Today Curbed sits down with NYC-based interior designer Robin Baron to discuss a two-bedroom pied-à-terre located in famed celeb-happy NYC condo building 15 Central Park West. One of several residences that the family owns, it's filled with Baron's bespoke touches, from the lighting to the wallcoverings to the window treatments.
Photos 1 through 7 by Phillip Ennis; photos 8 and 9 by Philip Ficks
Tell us about the inspiration for this apartment.
We were going for a very luxe, chic look that still maintains a calm and serene vibe. It’s a fine line between making something very luxe and very serene. They have teenage children who do visit the apartment, so we had to infuse a level of comfort and ease to meet all of their needs.
What determined the pointed, cohesive color palette?
The client wanted a monochromatic feeling to keep the home cohesive and elegant. I interpreted that by incorporating subdued metallics and reflective surfaces throughout to add a little interest and a pop. For the kitchen backsplash, I used glass tiles inset in bronze to create a bit of movement and drama without going over the top; in the dining space, we created a custom hand-blown Venetian-glass wall sculpture with beautiful back lighting. The hallway got a stenciled silver-leaf wall treatment. Alone, many of the elements in the apartment may be interpreted as “over the top,” but in context with the overall design, they read chic yet understated. I always say that it's all about the balance. Isn’t everything in life?
Talk to us about other elements that you feel particularly stand out here.

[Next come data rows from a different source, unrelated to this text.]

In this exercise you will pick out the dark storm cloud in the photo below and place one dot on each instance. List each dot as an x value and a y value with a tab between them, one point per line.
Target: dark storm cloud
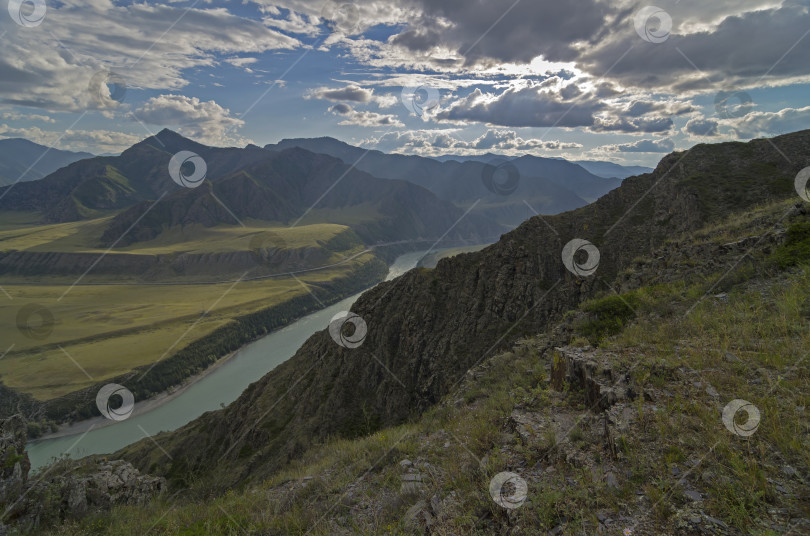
523	108
738	51
644	146
702	127
524	29
348	93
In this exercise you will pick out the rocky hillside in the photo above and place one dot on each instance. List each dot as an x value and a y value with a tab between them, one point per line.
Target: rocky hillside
67	490
428	327
250	182
619	418
22	160
499	187
296	184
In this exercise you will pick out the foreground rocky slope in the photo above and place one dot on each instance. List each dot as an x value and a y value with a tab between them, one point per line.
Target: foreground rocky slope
66	490
427	328
611	421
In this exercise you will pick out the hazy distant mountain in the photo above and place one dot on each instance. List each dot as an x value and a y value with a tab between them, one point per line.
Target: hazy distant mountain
546	185
609	169
251	182
597	167
23	160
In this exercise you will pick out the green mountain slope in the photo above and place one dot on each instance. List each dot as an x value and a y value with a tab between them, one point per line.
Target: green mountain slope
612	415
428	327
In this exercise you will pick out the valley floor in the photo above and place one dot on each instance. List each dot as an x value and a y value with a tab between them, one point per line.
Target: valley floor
621	419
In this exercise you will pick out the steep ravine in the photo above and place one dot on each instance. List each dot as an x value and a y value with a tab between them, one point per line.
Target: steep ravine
428	327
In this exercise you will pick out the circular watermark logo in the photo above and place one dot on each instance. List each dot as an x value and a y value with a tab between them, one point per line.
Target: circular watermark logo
348	329
35	321
420	100
749	427
266	247
653	24
500	177
188	169
801	184
577	266
108	89
733	104
508	490
340	16
27	13
115	412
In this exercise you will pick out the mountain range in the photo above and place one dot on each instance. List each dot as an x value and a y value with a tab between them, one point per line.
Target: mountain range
428	327
506	190
290	187
23	160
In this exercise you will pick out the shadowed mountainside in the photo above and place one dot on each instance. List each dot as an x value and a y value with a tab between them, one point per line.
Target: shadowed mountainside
428	327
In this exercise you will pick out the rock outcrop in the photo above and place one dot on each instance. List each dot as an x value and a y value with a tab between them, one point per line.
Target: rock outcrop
68	489
428	327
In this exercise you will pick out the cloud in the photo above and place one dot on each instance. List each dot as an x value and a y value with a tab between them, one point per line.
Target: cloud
242	62
206	122
150	46
364	119
744	49
295	23
526	107
565	107
701	127
348	93
439	142
771	123
14	116
665	145
508	140
94	141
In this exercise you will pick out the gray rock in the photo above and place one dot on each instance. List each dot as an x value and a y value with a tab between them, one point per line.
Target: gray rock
693	495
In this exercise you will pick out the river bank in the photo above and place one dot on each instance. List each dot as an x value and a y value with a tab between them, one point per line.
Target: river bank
220	385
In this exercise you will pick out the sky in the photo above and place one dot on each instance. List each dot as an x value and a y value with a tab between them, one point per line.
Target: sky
622	81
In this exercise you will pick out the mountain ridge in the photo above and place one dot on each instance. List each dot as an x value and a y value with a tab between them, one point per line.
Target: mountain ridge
23	160
428	327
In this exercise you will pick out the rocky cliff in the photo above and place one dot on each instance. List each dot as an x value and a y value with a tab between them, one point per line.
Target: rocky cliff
428	327
67	489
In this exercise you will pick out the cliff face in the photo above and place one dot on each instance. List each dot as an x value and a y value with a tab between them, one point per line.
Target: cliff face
428	327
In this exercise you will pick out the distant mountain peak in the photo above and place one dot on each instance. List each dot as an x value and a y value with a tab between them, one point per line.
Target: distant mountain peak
169	141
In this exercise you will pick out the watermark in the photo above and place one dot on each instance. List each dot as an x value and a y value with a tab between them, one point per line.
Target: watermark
120	412
348	329
420	100
266	247
733	104
578	267
35	321
108	89
27	13
508	490
653	24
749	427
181	174
500	176
341	17
801	184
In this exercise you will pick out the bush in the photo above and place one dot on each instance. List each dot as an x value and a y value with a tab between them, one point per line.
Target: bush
607	316
796	249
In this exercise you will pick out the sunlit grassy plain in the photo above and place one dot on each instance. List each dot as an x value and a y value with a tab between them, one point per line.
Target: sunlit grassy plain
103	330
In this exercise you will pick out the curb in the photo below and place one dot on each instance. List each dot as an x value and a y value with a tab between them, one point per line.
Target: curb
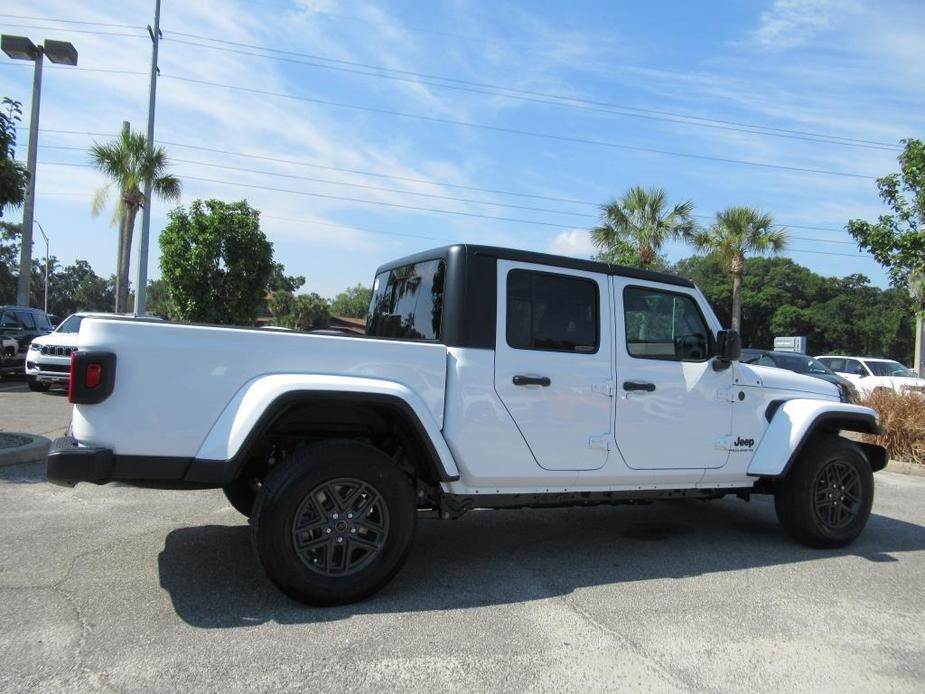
905	468
34	451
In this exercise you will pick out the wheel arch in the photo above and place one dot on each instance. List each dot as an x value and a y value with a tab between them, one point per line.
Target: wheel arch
796	422
281	400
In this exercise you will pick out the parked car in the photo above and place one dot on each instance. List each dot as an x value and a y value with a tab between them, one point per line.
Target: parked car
48	360
21	324
801	364
869	374
488	378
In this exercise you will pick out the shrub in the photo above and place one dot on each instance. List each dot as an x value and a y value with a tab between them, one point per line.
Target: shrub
903	419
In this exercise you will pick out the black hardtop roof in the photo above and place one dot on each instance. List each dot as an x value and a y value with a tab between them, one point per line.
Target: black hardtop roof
539	259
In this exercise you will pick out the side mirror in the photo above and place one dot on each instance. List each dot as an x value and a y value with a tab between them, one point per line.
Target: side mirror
728	348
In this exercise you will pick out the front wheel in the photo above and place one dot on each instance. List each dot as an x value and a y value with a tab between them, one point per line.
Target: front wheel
826	498
334	523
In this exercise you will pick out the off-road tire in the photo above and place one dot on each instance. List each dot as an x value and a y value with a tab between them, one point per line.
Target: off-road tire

I love the multi-functional coffee table in the living room that I designed and had made. Removable upholstered pieces allows the family the ultimate level of flexibility—the piece can alternate between a cushy ottoman where you can put your feet up and relax, to an open coffee table for entertaining. There are also built-in drawers to hide remotes, magazines, and other living room eyesores. I also love the wall unit in the same room. Although it’s particularly large, the custom piece lends the room perspective and gives it a focal point and the illusion that the room is larger than it is. I’m also a bit obsessed with the the custom tiled walls in the master bath that read like wallpaper. They open and brighten the space, creating the most luxurious ambience.
In what ways does this project reflect your work in general?
It reflects my work because my work is all about the client. It fit their specific wants and needs. It’s not their main residence so they wanted a chic, urban feel as opposed to their primary residence in the suburbs—that's more country. They wanted to feel that as they came into 15 Central Park West, they were receiving the ultimate Manhattan experience. That said, it deviates from my body of work because no two projects are really alike. I have an open palette; a blank canvas on every job. I never like to repeat myself. Because each project is about the client, the inspiration for each job will be different.
15 Central Park West is such a hallowed place in New York. Talk to us about the experience of designing within such a legendary building.
Because building is one of the most prestigious buildings in the city, we were lucky enough to work with a budget that allowed us to be creative and work out-of-the-box. Everything in this home was custom designed, custom made, and custom finished. The client wanted a sense of being pampered while here in the city. Both the building and our designs have achieved that for them.
Were there building restrictions placed on what you were allowed to do?
It is a strict building with many rules and regulations, so we just had to work within those parameters. For about a year of the year and a half that we were working on this project, we were overlapping with the building’s own construction. That made it challenging to have to navigate our workers with theirs in terms of freight elevators and things like that. The building's approval processes for certain things took quite a long time, too. For example, during the building construction, the client’s A/C system became filled with dust—in the end, it was cheaper to replace it than to have it cleaned. But getting that new A/C unit took months for the building to approve.
If you could choose other famous buildings to design in—in NYC or elsewhere—what comes to mind?
What’s great about this city is that the “best” buildings have personalities as distinct as their clientele?there is such a great mix of new construction and post-war/old buildings. And although I am lucky enough to work in some of the “best” buildings in the city, for me, again, it’s more about the client and less about the building. What would be a dream would be to take a raw warehouse, convert it into a residential space and create an open floorplan with an “industrial glam” vibe. I love the incongruity of mixing the more industrial elements like iron, rough surfaces, and reclaimed wood with glam details like glass, reflective surfaces, and luxurious fabrics to create a tough yet chic, elegant, and hip look.
What would you say was the biggest challenge about this project?
Although it was a new space, we did a significant amount of construction to customize it. We gutted the kitchen, all the bathrooms?almost the entire apartment. As always with construction, the challenge was staying on schedule.
And after the fact, would you change anything?
Every aspect of the project, every inch of the home, was thought out and thought through. So, the good news is, the clients were ecstatic with the results. I wouldn’t change that for the world!